Many reports on the matter quote only police and Muslim leaders. So Florida Today does well in also getting comment from the leader of a local ministerial group. He says he was "disheartened" at the incident, which he condemned as "mean-spirited."

But even though Orlando is only 40 miles from Titusville, the Orlando Sentinel kisses off the story in less than 400 words. It gives lots of numbers: Wolfe's age (35), when the crime occurred (11 p.m. Friday), estimated cost of the damage ($800) and the bail amount ($2,000).  It also says Wolfe served more than two years for burglary and grand theft.

But the Sentinel doesn't say why the bacon was placed at the mosque. And except for Musri, no religious leaders are quoted -- even though Mubarak, the local CAIR leader, is based in Orlando.

Two Arab media have been surprisingly muted. A brief, 179-worddigest in Al-Jazeera gets the bacon and machete into the lede. It also adds just a touch of background: "Consumption of pork and products made from pork is forbidden in Islam."

A workmanlike account in the Saudi-based Arab News doesn't even do that. It mentions mere "vandalism" in the lede, waiting until paragraph 3 to mention the bacon and the machete. And although it's nearly three times as long as the Al-Jazeera piece, it says nothing about why bacon would be offensive.

Both those articles are evidently based on the Florida Today coverage. But not much else is done elsewhere either, to be fair. The New York Daily News summarizes the USA Today version. RT, based in Moscow, gave it a 360-word rewrite from Florida Today. Philly.com and the Toronto Sun ran a Reuters piece on it.

Reuters does deserve a separate shout-out for adding, "The use of pork in the vandalism qualifies as a hate crime because the consumption of pork is forbidden by the religion and is frequently used as a means of intimidation, according to Muslim leaders."  Reuters also does well with this context:

Anti-Muslim sentiment has swelled in the United States after a young Muslim couple inspired by Islamic State massacred 14 people on Dec. 2 in San Bernardino, California, and after comments by some Republican presidential candidates, according to Muslim leaders.

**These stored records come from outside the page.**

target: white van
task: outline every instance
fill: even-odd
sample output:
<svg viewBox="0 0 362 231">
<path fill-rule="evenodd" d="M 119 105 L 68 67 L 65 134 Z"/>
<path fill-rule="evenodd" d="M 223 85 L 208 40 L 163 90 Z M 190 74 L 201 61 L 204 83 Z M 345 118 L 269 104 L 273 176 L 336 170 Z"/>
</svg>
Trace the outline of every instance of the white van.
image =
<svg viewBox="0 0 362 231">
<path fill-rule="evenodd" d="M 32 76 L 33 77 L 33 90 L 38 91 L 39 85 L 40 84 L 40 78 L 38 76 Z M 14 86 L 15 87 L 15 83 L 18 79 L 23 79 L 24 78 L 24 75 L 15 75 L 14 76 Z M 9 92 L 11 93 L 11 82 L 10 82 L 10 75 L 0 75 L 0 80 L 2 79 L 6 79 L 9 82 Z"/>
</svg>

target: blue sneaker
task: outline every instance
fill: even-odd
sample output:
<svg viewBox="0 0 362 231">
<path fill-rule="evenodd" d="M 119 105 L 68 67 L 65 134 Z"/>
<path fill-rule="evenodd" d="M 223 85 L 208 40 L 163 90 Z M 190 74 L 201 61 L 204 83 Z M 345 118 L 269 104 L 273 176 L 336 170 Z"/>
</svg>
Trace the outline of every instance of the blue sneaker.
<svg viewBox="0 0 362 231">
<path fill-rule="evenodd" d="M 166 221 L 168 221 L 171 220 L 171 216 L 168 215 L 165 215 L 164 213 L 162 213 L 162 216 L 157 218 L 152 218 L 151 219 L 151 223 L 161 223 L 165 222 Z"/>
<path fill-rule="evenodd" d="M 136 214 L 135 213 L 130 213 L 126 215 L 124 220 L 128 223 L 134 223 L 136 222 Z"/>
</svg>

Not that reprisals are justified against Muslims who didn’t commit violence and never met those who did. But understanding the news requires context. Most coverage didn’t bother to add it.

To its credit, the Daily News adds a background sentence: "Because they are prohibited from consuming pork, pigs and other pork products are often used to offend Muslims, according to CAIR." Not quite a canonical explanation, but better than nothing.

Interestingly, most of the reports shun using "Islamophobic" unless quoting Mubarak of CAIR. An exception is Arab News, which even misspells "Islamaphobic," as did the Florida Today article on which it was based.

Huffington Post couldn't resist, though, using the loaded term twice. This despite its admission that "It wasn't immediately clear whether police were looking at the incident as a possible hate crime." Then again, the story is pretty much a cut-and-paste job, quoting seven other newspapers and TV stations -- and a previous HuffPo article. I see no evidence of original reporting.  Not unless you count them adding: "The Quran forbids Muslims from consuming pork."

But that's the way it was with nearly all of the above.  There are Muslims in New York, Toronto and Philadelphia. Surely they have thoughts and feelings about the Titusville vandalism. When you think about it, the crime was both physical and spiritual: first swinging a machete, then slinging a religiously proscribed food. Muslims would likely get intense, visceral reactions to that.

If the incident itself is worth reporting, why isn’t it worth reporting the effect of the news on the readers?